Tootsie
Michael Dorsey (Dustin Hoffman), un acteur jugé trop tatillon, peine à trouver un nouvel engagement. Il galère tant qu’il décide d'oublier sa vénération pour le théâtre et tente une audition pour une modeste sitcom. Problème : les recruteurs recherchent une femme. Michael va donc se créer un alter ego féminin, Dorothy Michaels, pour obtenir le rôle. Très vite, Dorothy devient une chouchoute des téléspectateurs et lie une forte amitié avec une autre actrice un peu paumée, Julie Nichols (Jessica Lange). Dans le même temps, Michael ‑alias Tootsie‑ découvre aussi les mille et un abus et diktats que ses collègues femmes doivent affronter au quotidien.
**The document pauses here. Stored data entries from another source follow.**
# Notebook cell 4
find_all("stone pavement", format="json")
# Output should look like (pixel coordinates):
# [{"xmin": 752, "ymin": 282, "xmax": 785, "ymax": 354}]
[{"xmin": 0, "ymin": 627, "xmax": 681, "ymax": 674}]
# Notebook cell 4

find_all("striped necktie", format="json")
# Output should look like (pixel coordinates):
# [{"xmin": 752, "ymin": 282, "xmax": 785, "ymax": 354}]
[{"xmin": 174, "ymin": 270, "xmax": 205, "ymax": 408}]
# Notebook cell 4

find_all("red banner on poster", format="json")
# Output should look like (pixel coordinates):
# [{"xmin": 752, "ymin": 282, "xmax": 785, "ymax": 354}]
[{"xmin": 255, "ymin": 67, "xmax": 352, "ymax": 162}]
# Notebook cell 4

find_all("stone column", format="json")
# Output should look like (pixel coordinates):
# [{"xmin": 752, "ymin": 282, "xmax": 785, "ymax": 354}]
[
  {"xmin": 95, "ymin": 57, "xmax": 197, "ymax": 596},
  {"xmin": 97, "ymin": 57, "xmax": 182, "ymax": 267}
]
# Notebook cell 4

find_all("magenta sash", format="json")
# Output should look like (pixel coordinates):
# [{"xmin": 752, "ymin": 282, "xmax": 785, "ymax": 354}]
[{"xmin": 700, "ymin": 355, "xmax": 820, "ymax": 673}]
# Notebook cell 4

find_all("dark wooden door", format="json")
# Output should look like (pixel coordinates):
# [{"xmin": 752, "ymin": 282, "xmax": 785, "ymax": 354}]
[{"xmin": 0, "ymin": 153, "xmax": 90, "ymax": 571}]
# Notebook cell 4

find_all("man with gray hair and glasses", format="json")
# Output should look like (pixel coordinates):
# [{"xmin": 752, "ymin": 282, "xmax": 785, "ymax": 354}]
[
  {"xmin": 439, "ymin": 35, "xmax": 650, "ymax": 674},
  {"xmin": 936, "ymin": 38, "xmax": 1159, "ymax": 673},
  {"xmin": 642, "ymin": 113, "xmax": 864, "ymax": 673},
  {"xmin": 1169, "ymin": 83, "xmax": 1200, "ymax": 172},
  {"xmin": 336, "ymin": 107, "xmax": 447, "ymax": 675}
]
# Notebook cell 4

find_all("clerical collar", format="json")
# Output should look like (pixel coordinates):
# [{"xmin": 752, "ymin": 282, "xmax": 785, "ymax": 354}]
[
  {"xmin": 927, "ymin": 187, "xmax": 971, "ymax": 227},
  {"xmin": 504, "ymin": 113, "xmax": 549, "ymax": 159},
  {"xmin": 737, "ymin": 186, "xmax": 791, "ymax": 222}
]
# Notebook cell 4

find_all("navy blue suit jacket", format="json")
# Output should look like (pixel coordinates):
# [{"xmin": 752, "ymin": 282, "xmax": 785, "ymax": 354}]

Énorme succès en 1982, Tootsie est sorti voilà 38 ans. À l’heure du mouvement #MeToo et d’un Hollywood débarrassé du producteur Harvey Weinstein, on pouvait craindre que le temps n’ait meulé la pertinence du film. Or, les vexations aux femmes, les abus de pouvoir subtils ou grossiers qu’elles endurent au quotidien, ainsi que les diktats sur la beauté féminine que le héros découvre, n’ont pas pris une ride ! Dustin Hoffman, particulièrement bien maquillé, livre un personnage d’autant plus convaincant et touchant que Tootsie ne peut souvent compter que sur son regard pour livrer ses états d’âme.
La mise en scène de Sydney Pollack, si elle s’est parée d’une légère patine vintage sur certaines scènes, notamment celles avec le père de Julie, demeure malgré les décennies d’une grande efficacité tout au long du récit. Tootsie, parti sur un prétexte de vaudeville, parvient à transcender son propos avec une sensibilité jamais démentie. On se réjouit, on s’amuse souvent, mais Tootsie a la politesse de toujours faire réfléchir ses spectateurs. Carton plein ? Presque, car on pourra peut‑être apporter un léger bémol à l’enthousiasme avec l’épilogue un peu hâtif du film. Mais on devra surtout s’attrister. Tootsie, pourtant réalisé à l’issue de la grande poussée féministe des années 70, reste hélas, trente‑huit ans après, d’une brûlante actualité.